2.宣教に関する二つ目のポイントは、キリストの十字架です。
 聖パウロは、ガラテヤ人に書きながらこう言っています。「わたしたちの主イエスキリストの十字架でないならば、誇ることから神がわたしを解きはなってくださいますように(新共同訳:このわたしには、わたしたちの主イエス・キリストの十字架のほかに、誇るものが決してあってはなりません)」(6章14節)。そして「焼き印」について語ります。つまり、十字架につけられたキリストの傷のことです。それはその福音の使徒の決定的な刻印、しるしのようなものです。その奉仕職において、パウロは苦しみ、弱さ、打ちひしがれることを体験しましたが、喜びと慰めも体験したのです。ここに、イエスの過越しの神秘があります。死と復活の神秘があるのです。そしてまさに、イエスの死によって満たされるに任せることが、パウロをその復活、その勝利に参与させるに至らせたのです。暗闇の時間に、試練が目の前にある時、すでに光と救いがそこにあり、うっすらと空を白ませるように働き始めているのです。
 過越しの神秘は、教会の宣教の鼓動に満ちた心臓なのです!そしてもしこの神秘の内側に留まるならば、世俗的な視点や宣教の勝利主義的視点、あるいは試練や失敗を前に生まれうる落胆から、わたしたちは救われているのです。司牧的な多産力は、福音の宣言の多産力なのです。それは人間の評価基準による成功からも失敗からも来ません。そうではなく、イエスの十字架の論理に満足することから来るのです。それは自分の殻から出ていき、自らを差し出す、愛の論理なのです。十字架、常にキリストのかかっている十字架ですが、この十字架こそがわたしたちの宣教の多産力を保障するのです。そしてあわれみと愛の最高の行為である十字架から、わたしたちは「新しい創造」(ガラテヤ6章15節)として改めて生まれ直すのです。

3.最後に、三つ目の要素:祈りです。
 福音においてわたしたちは次のように聞きました。「だから、収穫のために働き手を送ってくださるように、収穫の主に願いなさい」(ルカ10章2節)。収穫のための働き手は大々的なキャンペーンで選ばれた人でも、寛大な配給サービスに呼ばれたわけでもなく、神によって「選ばれた人々」、また「命じられている人々」なのです。神こそが選ぶ方、命じる方、派遣する方、使命を与える方なのです。だからこそ祈りが重要なのです。
 教会は、ベネディクト十六世がわたしたちに繰り返し言ってきたことですが、わたしたちのものではなく、神のものです。そして何度わたしたち聖職者たちはこれを自分のものだと思ってきたことか。でしょう?わたしたちは思いついたことをやってしまうのです。けれど、教会はわたしたちの持ちものではなく、神のものなのです。耕さなければならない土地は、神のものなのです。
 そういうわけで、使命は何よりも恵みなのです。宣教(=使命)は恵みです。そしてもし使徒職が祈りの実りであるならば、祈りのうちにその活動のための照らしと力を見出すことでしょう。実際、わたしたちの宣教使命は、泉である主とのつながりを断ち切るまさにその時に、実りをもたらす性質を失う、更には消し去ってしまうのです。

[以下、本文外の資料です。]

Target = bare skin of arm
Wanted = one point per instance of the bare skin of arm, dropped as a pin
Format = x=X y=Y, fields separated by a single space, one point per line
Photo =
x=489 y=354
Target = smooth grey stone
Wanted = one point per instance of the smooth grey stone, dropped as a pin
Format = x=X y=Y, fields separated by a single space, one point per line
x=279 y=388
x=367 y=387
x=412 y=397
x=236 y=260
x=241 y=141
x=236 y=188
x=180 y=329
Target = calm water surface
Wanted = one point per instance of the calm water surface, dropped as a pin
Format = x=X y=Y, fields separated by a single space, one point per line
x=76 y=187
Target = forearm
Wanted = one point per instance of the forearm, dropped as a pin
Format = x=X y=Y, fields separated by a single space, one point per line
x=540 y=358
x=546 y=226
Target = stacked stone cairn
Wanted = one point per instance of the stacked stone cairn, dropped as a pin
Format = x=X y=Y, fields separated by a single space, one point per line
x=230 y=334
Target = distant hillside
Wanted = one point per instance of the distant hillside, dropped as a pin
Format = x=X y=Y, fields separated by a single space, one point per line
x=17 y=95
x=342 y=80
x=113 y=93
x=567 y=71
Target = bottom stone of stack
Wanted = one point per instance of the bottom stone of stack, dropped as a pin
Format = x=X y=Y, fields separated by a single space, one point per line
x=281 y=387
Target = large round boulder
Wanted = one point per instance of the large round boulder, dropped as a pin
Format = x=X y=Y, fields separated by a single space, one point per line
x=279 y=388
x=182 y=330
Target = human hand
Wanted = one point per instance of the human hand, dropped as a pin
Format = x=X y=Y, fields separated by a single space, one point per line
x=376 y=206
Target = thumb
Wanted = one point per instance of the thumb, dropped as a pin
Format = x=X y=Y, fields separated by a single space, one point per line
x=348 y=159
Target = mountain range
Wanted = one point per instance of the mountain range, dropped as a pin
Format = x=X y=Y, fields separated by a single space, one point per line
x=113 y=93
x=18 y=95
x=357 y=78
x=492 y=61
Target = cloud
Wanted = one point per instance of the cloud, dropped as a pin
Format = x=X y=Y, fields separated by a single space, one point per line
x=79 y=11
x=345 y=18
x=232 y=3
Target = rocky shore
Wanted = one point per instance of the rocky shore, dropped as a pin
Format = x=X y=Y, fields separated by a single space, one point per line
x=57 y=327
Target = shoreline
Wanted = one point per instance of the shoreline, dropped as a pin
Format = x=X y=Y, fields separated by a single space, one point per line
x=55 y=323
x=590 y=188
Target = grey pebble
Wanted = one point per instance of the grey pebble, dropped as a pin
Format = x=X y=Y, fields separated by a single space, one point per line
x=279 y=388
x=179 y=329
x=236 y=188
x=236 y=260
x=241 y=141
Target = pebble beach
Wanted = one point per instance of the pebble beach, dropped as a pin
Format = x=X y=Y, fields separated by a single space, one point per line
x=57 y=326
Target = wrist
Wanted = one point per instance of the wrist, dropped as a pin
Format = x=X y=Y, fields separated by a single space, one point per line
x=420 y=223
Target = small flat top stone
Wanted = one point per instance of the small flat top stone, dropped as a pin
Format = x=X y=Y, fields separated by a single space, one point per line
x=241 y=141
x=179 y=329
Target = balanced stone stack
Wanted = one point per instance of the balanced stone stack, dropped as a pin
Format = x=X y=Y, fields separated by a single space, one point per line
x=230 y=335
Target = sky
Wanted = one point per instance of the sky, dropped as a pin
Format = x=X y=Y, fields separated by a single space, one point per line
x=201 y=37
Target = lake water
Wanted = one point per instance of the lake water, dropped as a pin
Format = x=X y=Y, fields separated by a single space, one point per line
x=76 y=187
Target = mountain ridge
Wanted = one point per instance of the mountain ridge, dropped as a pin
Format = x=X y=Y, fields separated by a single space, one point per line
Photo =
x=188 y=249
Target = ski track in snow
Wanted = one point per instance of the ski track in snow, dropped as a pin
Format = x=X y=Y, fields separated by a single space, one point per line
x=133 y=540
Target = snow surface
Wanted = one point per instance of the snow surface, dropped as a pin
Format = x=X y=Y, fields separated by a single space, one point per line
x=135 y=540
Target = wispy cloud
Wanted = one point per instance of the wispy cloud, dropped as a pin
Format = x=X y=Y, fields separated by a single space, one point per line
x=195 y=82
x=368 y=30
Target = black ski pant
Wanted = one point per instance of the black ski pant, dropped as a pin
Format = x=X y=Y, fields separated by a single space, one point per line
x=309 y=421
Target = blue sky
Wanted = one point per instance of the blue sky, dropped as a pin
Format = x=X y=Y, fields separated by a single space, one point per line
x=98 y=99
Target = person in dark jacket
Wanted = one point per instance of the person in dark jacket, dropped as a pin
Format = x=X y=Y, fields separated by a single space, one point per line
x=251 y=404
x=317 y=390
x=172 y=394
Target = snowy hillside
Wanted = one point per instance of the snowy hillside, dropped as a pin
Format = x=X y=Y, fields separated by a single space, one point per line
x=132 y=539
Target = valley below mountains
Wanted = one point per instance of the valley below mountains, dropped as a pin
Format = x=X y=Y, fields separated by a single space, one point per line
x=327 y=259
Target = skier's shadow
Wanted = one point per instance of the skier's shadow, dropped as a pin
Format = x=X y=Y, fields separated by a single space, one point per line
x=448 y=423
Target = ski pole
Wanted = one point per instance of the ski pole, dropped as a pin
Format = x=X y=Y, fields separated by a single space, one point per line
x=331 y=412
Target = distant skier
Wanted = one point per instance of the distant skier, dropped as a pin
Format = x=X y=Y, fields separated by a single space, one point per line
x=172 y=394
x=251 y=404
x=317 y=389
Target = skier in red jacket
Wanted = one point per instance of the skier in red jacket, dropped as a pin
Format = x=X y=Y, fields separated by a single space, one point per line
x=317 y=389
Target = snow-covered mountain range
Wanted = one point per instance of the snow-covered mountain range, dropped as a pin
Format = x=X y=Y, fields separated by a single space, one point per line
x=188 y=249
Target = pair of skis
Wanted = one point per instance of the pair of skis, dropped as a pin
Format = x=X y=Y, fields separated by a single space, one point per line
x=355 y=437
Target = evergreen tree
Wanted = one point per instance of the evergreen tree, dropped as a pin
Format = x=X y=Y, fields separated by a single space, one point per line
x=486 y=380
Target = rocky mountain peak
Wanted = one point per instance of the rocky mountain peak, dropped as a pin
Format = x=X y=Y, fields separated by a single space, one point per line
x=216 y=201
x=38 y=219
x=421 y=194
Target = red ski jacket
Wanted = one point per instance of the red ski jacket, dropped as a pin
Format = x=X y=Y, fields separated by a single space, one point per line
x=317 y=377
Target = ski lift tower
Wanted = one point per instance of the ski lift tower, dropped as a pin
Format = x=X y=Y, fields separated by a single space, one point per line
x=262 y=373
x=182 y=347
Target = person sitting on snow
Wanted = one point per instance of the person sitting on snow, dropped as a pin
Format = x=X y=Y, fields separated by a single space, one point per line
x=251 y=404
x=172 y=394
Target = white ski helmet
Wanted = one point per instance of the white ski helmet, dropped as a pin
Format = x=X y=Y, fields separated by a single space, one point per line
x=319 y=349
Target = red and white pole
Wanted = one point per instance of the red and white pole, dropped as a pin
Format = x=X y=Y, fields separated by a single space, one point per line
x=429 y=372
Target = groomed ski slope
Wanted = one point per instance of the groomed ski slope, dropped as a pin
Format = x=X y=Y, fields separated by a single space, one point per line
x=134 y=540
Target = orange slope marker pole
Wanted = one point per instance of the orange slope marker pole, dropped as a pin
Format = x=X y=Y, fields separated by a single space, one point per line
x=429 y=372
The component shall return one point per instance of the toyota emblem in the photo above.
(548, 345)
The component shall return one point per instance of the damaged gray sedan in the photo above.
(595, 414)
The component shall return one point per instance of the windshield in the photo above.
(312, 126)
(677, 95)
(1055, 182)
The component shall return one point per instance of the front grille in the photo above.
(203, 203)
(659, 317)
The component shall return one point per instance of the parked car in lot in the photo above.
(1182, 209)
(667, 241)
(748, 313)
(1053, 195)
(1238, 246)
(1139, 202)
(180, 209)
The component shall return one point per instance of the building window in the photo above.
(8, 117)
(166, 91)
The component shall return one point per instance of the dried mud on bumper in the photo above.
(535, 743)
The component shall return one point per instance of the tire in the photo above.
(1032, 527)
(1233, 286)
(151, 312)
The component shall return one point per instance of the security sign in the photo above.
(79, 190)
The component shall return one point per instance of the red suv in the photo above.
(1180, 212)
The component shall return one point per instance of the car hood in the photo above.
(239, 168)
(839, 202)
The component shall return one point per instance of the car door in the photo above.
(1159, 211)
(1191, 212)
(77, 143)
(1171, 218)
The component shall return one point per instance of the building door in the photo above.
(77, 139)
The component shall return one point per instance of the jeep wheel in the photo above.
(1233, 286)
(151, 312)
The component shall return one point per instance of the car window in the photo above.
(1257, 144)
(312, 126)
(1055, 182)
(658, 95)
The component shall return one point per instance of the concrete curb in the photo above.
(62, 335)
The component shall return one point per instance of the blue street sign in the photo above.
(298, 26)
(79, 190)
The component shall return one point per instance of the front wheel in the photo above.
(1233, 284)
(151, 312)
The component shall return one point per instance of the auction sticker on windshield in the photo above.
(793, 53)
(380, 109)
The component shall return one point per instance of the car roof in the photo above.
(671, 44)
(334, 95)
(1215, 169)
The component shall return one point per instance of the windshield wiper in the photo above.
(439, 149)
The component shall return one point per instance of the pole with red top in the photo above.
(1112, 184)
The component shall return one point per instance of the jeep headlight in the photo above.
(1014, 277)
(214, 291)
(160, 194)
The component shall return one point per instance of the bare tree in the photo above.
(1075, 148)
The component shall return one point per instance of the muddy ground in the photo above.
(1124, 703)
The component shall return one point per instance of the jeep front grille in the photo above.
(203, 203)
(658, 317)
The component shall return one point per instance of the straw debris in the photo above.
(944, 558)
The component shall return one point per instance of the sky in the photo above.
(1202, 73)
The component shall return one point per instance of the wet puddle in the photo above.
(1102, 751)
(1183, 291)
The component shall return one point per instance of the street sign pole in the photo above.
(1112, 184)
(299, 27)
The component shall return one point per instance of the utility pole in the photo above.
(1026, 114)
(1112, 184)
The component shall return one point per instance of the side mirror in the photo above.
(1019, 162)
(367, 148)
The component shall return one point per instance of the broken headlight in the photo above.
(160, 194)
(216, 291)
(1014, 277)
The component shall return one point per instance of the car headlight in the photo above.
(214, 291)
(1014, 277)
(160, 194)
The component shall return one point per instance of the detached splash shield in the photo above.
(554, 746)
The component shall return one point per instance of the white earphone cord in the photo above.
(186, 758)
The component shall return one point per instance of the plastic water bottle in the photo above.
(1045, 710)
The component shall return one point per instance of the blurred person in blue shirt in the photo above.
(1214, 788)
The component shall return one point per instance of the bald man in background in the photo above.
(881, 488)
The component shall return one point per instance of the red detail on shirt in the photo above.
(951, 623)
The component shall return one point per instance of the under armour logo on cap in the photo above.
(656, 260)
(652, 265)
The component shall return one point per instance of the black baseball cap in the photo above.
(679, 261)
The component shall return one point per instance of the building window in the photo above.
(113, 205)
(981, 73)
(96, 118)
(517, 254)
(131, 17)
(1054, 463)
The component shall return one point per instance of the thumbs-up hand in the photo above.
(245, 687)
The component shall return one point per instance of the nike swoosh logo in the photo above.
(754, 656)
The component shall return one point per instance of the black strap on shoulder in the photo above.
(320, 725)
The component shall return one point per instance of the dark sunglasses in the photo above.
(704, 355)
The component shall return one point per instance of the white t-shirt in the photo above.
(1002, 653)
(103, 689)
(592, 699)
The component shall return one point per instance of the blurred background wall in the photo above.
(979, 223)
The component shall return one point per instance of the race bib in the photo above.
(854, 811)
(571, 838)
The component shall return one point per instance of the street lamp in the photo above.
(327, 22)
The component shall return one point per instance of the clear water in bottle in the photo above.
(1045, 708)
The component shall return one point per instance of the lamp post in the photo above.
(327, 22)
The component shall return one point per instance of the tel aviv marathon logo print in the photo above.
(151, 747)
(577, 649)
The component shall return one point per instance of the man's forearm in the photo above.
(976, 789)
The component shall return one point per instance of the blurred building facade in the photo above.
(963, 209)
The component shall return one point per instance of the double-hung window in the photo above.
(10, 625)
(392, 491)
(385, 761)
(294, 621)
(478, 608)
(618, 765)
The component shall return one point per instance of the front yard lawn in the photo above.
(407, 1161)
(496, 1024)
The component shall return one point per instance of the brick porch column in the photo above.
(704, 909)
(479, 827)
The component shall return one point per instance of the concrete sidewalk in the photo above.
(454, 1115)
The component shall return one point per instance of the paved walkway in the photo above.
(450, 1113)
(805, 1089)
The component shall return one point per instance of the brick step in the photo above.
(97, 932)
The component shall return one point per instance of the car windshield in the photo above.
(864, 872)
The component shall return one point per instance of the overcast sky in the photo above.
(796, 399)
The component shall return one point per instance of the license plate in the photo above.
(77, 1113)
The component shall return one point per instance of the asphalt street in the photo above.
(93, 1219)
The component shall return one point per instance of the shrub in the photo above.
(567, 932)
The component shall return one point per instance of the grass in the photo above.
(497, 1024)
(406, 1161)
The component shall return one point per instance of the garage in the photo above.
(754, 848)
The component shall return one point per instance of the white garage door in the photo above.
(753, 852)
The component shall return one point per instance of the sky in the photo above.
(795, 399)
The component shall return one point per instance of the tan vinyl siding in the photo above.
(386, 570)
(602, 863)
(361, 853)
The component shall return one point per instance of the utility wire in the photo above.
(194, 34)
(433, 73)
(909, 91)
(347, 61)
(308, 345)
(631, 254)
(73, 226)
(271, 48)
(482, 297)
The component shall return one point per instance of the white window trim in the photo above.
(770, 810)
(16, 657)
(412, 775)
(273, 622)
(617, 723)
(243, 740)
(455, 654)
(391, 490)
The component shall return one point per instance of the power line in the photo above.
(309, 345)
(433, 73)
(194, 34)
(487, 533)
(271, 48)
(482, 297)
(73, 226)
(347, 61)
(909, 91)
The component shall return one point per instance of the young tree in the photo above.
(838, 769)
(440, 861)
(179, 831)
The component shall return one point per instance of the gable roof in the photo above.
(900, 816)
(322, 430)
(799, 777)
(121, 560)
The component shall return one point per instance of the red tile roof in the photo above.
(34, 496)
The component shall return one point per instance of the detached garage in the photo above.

 愛する神学生の皆さん、愛する修練女の皆さん、愛する修練士の皆さん、召し出しの道にある愛する青年の皆さん。
 あなたたちのうちの一人、あなたたちの養成担当者の一人が先日このようなことを言っていました。évangeliser on fait en genou(フランス語)、福音化は跪くことで行われる、福音化は膝でなされるのだ、と。耳をかっぽじってお聞きなさい。「福音化は跪くことでなされるのです」。いつも祈りの男性、祈りの女性でおありなさい。いつも、祈りの男、祈りの女でいなさい!神とのたゆまない関わりがなければ、宣教は機能に型落ちしてしまいます。けれど仕立屋として働く、料理人として働く、司祭として働く、と言いますが、と言うでしょう。あなたは司祭として働いているのですか?シスターとして働いているのですか?違うでしょう。これは職業ではないのです、司祭であること、修道者であることは別のことなのです。活動主義の危険は、いつも見張っている形の、構造に信頼しすぎることにあります。イエスを見てみると、どの決定や重要な出来事にも、その前夜に緊密で長い祈りに沈潜していたことが分ります。観想の側面を培いましょう。もっとも緊急で差し迫った約束を果たす渦中にあってもです。イエスが皆さんを存在の中心から外れたところに行く使命へと呼びかければ呼びかけるほど、ますますあわれみと愛に満ちたキリストの心に一致していかなければならないのです。ここに、司牧の、実りをもたらす性質、主の弟子の多産力の秘訣があるのです。

 イエスは自分のもとにいた人々を、「下着も、袋も、サンダルも」持たせずに送り出します(ルカ10章4節)。福音の伝播が確実なものとされるのは、人の数によってでも、組織の名声によってでも、利用可能な資源の量によってでもありません。勘定に入るのは、キリストの愛にかぶれていること、聖霊に導かれるがままに任せること、自分のいのちをいのちの木、つまり主の十字架に接ぎ木していることなのです。

 愛する友だちの皆さん、大いなる信頼をもって皆さんを聖母マリアの取り次ぎのもとに置きます。マリアは自由に、恐れなく決定的な決断をする手助けをしてくれるお母さんです。みなさんが喜びに対する恐れをもたずに、神の慰めの喜びの証しをするのを、マリアが支えてくれますように。みなさんが十字架の愛の論理に満足し、祈りにおいて主とのより緊密な一致において育っていくのを、マリアが支えてくれますように。このようにして、皆さんの生活がより豊かになり、より実りをもたらすものとなりますように!